Guguran Lava Pijar Gunung Merapi, Selasa (25/12/2018) pukul 00.11 WIB. - Ist/Twitter BPPTKG
13 Januari 2019 20:15 WIB Fahmi Ahmad Burhan Sleman Share :

Harianjogja.com, SLEMAN—Badan Penanggulangan Bencana Daerah (BPBD) Kabupaten Sleman menyiapkan 600.000 masker sebagai antisipasi meningkatnya aktivitas Gunung Merapi. Jawatan itu juga memastikan mitigasi bencana di Lereng Merapi cukup siap.

Berdasar hasil pantauan, selama beberapa hari terakhir Gunung Merapi terus mengeluarkan lava pijar. Balai Penyelidikan dan Pengembangan Teknologi Kebencanaan Geologi (BPPTKG) mencatat dua kali guguran lava pijar meluncur dari Gunung Merapi pada Minggu (13/1/2019) dini hari ke arah hulu Kali Gendol. Sampai saat ini status Gunung Merapi masih Waspada Level II.

Kepala BPBD Kabupaten Sleman, Joko Supriyanto, mengatakan jajarannya mempersiapkan 600.000 masker yang disebar di beberapa lokasi. "Sudah kami distribusikan ke desa-desa dan puskesmas yang masuk kawasan rawan bencana [KRB]," ujarnya saat ditemui Harian Jogja, Minggu.
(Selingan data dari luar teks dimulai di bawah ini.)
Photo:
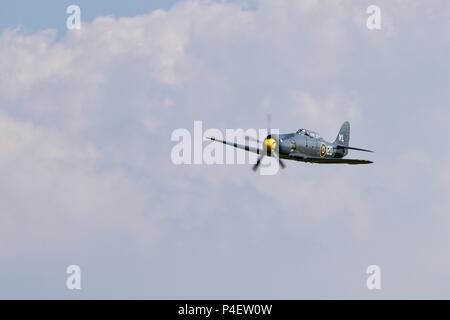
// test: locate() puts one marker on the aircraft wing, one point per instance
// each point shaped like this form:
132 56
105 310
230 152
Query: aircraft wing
300 157
239 146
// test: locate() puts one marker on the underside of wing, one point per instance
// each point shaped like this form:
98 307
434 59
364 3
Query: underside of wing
239 146
302 158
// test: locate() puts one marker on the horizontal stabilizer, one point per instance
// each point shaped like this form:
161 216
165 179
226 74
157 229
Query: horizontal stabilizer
353 148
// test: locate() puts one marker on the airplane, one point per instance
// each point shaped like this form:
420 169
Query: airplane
303 145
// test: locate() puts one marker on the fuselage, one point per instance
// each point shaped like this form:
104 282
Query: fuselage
303 142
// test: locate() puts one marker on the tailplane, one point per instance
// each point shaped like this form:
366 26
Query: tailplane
343 139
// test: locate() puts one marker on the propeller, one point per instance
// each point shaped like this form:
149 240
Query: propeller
267 144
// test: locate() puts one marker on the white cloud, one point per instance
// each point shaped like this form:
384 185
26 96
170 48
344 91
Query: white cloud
86 120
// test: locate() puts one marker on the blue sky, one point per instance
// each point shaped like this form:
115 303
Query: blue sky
50 13
85 124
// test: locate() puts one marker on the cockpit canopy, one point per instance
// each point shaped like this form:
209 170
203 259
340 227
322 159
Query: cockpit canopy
308 133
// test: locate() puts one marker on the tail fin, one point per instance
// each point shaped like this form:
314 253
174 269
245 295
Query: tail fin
343 137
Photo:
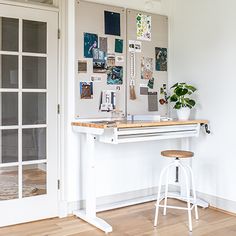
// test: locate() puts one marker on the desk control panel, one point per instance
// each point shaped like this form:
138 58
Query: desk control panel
141 134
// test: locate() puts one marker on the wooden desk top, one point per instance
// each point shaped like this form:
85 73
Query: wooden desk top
134 124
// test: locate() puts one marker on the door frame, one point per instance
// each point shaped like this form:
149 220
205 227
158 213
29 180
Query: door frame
60 7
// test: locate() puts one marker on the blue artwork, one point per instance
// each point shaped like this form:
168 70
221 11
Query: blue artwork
90 42
115 75
161 59
112 23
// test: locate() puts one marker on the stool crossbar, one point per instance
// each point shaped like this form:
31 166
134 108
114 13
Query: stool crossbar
185 169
Selain didistribusikan ke desa dan puskesmas yang masuk KRB, masker juga disimpan di Gudang Logistik BPBD Sleman dan Gudang Dinas Kesehatan Sleman. Joko mengatakan selain logistik berupa masker, berbagai upaya mitigasi pun sudah siap. "Semua desa di Lereng Merapi sudah ditetapkan sebagai desa tangguh bencana [Destana]," kata Joko. Selain itu early warning system (EWS) yang ada di Lereng Merapi kondisinya bagus dan tidak ada kendala.

Joko mengatakan di Lereng Merapi terdapat sekitar 14 buah EWS. BPBD juga menyiapkan 12 barak pengungsian. Selain dari BPBD Sleman ada 39 barak pengungsian lainnya yang dikelola pemerintah desa dan Pemkab Sleman.
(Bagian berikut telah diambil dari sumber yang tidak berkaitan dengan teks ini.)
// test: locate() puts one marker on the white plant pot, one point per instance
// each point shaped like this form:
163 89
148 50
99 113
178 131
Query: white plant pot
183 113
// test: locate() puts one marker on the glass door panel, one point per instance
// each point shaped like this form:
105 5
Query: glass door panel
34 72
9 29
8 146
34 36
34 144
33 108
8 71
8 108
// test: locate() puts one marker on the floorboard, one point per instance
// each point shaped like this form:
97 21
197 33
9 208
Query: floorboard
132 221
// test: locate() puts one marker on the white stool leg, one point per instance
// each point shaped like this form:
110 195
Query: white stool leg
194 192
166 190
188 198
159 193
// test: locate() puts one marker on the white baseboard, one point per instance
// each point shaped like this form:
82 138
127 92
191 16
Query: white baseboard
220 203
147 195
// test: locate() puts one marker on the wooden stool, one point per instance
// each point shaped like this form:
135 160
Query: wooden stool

Kepala Seksi Mitigasi Bencana BPBD Sleman, Joko Lelono, mengatakan di Lereng Merapi destana yang sudah ada banyak diarahkan untuk persiapan beberapa langkah mitigasi seperti pembuatan jalur evakuasi, pembuatan titik kumpul dan barak pengungsian. Menurut Joko di Sleman secara keseluruhan sampai 2018 ada 45 destana. "Di awal pembuatannya program destana kami arahkan ke sejumlah desa yang ada dari Lereng Merapi, selanjutnya baru ke desa yang belum terjangkau seperti wilayah Sleman barat," kata Joko, Minggu.
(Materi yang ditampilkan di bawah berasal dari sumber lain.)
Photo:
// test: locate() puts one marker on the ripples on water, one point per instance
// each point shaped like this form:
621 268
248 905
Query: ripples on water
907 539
Pada pelaksanaannya materi yang diberikan dalam destana pun berbeda-beda sesuai dengan potensi bencana yang ada di tiap daerah. "Ada potensi bencana akibat erupsi Merapi seperti di sejumlah desa wilayah Kecamatan Cangkringan, Pakem, Turi dan Ngemplak. Kemudian di Prambanan kami buat destana dengan melihat potensi spesifik yakni tanah longsor. Untuk wilayah Sleman barat ada potensi bencana seperti angin puting beliung," katanya.